Endothelial cells upregulate expression of IL-6 in response to diverse bacterial species A multiplexed ELISA screen was conducted for endothelial lumen-conditioned media with no bacteria, P. aeruginosa, S. enterica, L. monocytogenes, or S. aureus present. (A) Log2 fold changes of secreted signals from endothelial cells in the infection-on-a-chip device in the presence of P. aeruginosa, S. enterica, L. monocytogenes, or S. aureus compared to no bacteria condition. Scale ranges from darker blue, higher expression, to lighter blue, lower expression. Factors measured are labeled on the left side of the heatmap. (B) The levels of IL-6 expressed as a log2 fold change over the no bacteria condition for endothelial cells in the presence of P. aeruginosa, S. enterica, L. monocytogenes, or S. aureus. Data quantified from 12 lumens for each bacterial species across 4 independent experiments. Error bars represent least-squared mean plus SEM. All bacteria were compared to each other at each time point and analyzed with ANOVA. For each condition, emmeans and SEM were calculated and pairwise comparisons were performed with Tukey’s adjustment. Significance is shown with respect to the no bacteria condition. ∗p < 0.05; ∗∗p <0 .01. Individual data points are displayed with each gray scale color representing a different replicate. (C) The levels of MIP-1 alpha expressed as a log2 fold change over the no bacteria condition for endothelial cells in the presence of P. aeruginosa, S. enterica, L. monocytogenes, or S. aureus. Data quantified from 12 lumens for each bacterial species across 4 independent experiments. Error bars represent least-squared mean plus SEM. All bacteria were compared to each other at each time point and analyzed with ANOVA. For each condition, emmeans and SEM were calculated and pairwise comparisons were performed with Tukey’s adjustment. Significance is shown with respect to the no bacteria condition. ∗p < 0.05; ∗∗p <0 .01. Individual data points are displayed with each gray scale color representing a different replicate.

Figure 6

IL-6 is required for neutrophil extravasation in response to diverse bacterial species (A) Representative images of neutrophils migrating out of endothelial lumens at 0 and 8 h in the presence of a control IgG antibody (two left columns) or an IL-6 receptor blocking antibody (two right columns). White line represents the lumen boundary.
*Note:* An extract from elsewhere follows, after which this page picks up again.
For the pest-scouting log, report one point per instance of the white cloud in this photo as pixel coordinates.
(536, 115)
Scale bar is 100 μm. (B–E) The number of neutrophils outside the lumen, normalized to the number of neutrophils initially in the lumen was quantified for (B) P. aeruginosa, (C) S. enterica, (D) L. monocytogenes, or (E) S. aureus every 2 h for 8 h in the presence of either an IgG control antibody or IL-6 receptor blocking antibody. Data quantified from 9 lumens for each bacterial species and each antibody condition across 3 independent experiments. Error bars represent the mean plus SEM. All bacteria were compared to each other at each time point and analyzed with ANOVA. For each condition, emmeans and SEM were calculated and pairwise comparisons were performed with Tukey’s adjustment. Asterisks represent significance between IL-6 receptor blocking antibody condition and IgG control condition. P values are labeled as ∗p < 0.05; ∗∗p <0 .01.